Hey everyone, I hope you’re having an incredible day today. Today, I will show you a way to prepare a distinctive dish, honey and mustard pork meatballs with pumpkin tagliatelle topped with crispy sage. One of my favorites food recipes. This time, I will make it a little bit unique. This will be really delicious.

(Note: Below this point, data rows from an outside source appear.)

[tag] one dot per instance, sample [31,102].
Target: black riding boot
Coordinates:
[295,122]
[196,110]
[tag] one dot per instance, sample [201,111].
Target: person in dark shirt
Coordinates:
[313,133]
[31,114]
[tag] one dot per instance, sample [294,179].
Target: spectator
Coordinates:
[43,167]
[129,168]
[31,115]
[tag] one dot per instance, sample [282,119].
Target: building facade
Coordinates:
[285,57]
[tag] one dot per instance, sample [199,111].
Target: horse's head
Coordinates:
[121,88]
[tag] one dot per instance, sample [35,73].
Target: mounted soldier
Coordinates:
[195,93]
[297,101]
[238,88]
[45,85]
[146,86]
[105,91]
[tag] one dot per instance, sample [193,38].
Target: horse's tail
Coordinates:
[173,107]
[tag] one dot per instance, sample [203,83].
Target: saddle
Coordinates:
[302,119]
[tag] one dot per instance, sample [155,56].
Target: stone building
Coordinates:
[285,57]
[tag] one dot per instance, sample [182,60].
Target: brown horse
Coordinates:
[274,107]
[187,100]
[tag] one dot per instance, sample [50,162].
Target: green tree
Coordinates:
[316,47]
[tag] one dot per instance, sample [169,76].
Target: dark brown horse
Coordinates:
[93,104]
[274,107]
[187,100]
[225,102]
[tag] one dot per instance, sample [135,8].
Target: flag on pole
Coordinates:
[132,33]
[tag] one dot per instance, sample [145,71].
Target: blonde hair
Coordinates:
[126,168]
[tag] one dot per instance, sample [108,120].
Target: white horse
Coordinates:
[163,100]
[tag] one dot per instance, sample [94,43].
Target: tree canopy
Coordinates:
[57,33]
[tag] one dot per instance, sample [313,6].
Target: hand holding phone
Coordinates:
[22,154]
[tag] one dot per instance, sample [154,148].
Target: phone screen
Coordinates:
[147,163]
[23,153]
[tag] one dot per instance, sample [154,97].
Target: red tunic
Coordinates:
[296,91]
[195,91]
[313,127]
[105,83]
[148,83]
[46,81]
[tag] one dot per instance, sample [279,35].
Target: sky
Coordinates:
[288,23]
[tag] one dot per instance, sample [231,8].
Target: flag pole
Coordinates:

Honey and mustard pork meatballs with pumpkin tagliatelle topped with crispy sage is one of the most popular of current trending foods in the world. It is enjoyed by millions every day. It is simple, it’s quick, it tastes yummy. They’re nice and they look fantastic. Honey and mustard pork meatballs with pumpkin tagliatelle topped with crispy sage is something that I have loved my whole life.
Pumpkins are not just for making halloween lanterns! Use to make a tasty pumpkin sauce with added pancetta chunks, parmesan cheese and sage and stir into tagliatelle pasta. An easy lunch or dinner for two.
To get started with this particular recipe, we have to first prepare a few ingredients. You can have honey and mustard pork meatballs with pumpkin tagliatelle topped with crispy sage using 10 ingredients and 5 steps. Here is how you cook that.
The ingredients needed to make Honey and mustard pork meatballs with pumpkin tagliatelle topped with crispy sage:
- Get 350 g Pork bangers(sausages)
- Get 300 g spiralized pumpkin tagliatelle(pasta)
- Get 2 tablespoons honey
- Take 2 tablespoons wholegrain mustard
- Take 2 tablespoons olive oil
- Get 2 tablespoons lemon juice
- Make ready 1 tablespoon butter or coconut oil
- Prepare 1 handful sage
- Prepare 1 tablespoon coconut oil to flash fry spiralized pumpkin
- Get to taste salt and pepper
Meatballs sub with honey mustard onions. Slice the onions in half and remove the skin, then slice into half rounds. Heat the butter in a large frying pan. Add cooked meatballs to the sauce and heat through.
Instructions to make Honey and mustard pork meatballs with pumpkin tagliatelle topped with crispy sage:
- Heat oven to 180 degrees C. Remove the meat from the bangers, and roll into small golf sized balls. Set aside.
- In a jar, mix together the honey, olive oil, lemon juice and mustard, then with the lid on, shake to combine. Place the meatballs in a roasting dish and pour the honey, mustard, lemon juice and olive oil mix over the meatballs. Roast the meatballs with the glaze for 25 minutes until golden brown.
- In a hot pan, flash fry the spiralized pumpkin in the coconut oil for 1-2 minutes on high. (keep in mind any spiralized vegetable will work, or normal pasta, cooked according to the instructions found on packaging) place in a bowl and set aside
- In the same pan, add the tablespoon of butter to a hot pan, and fry the sage until crisp.
- Assemble with the meatballs served with the pumpkin tagliatelle(spiralized veg/pasta) and the crispy sage and brown butter leftover used to fry the sage. Sprinkle with parmesan cheese.
Serve the saucy meatballs in fresh ciabatta or sourdough rolls and top with grated tasty. Ainsley's using the honey from our very own This Morning bees to whip up delicious honey and mustard glazed pork chops. This honey mustard pork tenderloin is an easy recipe that's pretty hands-off, so you can do other things (like make a salad!) while the meat is marinating and Place pork tenderloin in a large zip-top bag and pour in honey mustard mixture. Squish around to make sure pork is completely covered. You've tried pumpkin and sage stuffed pastas; why not take that same flavour combination and translate it into a midweek-friendly tagliatelle?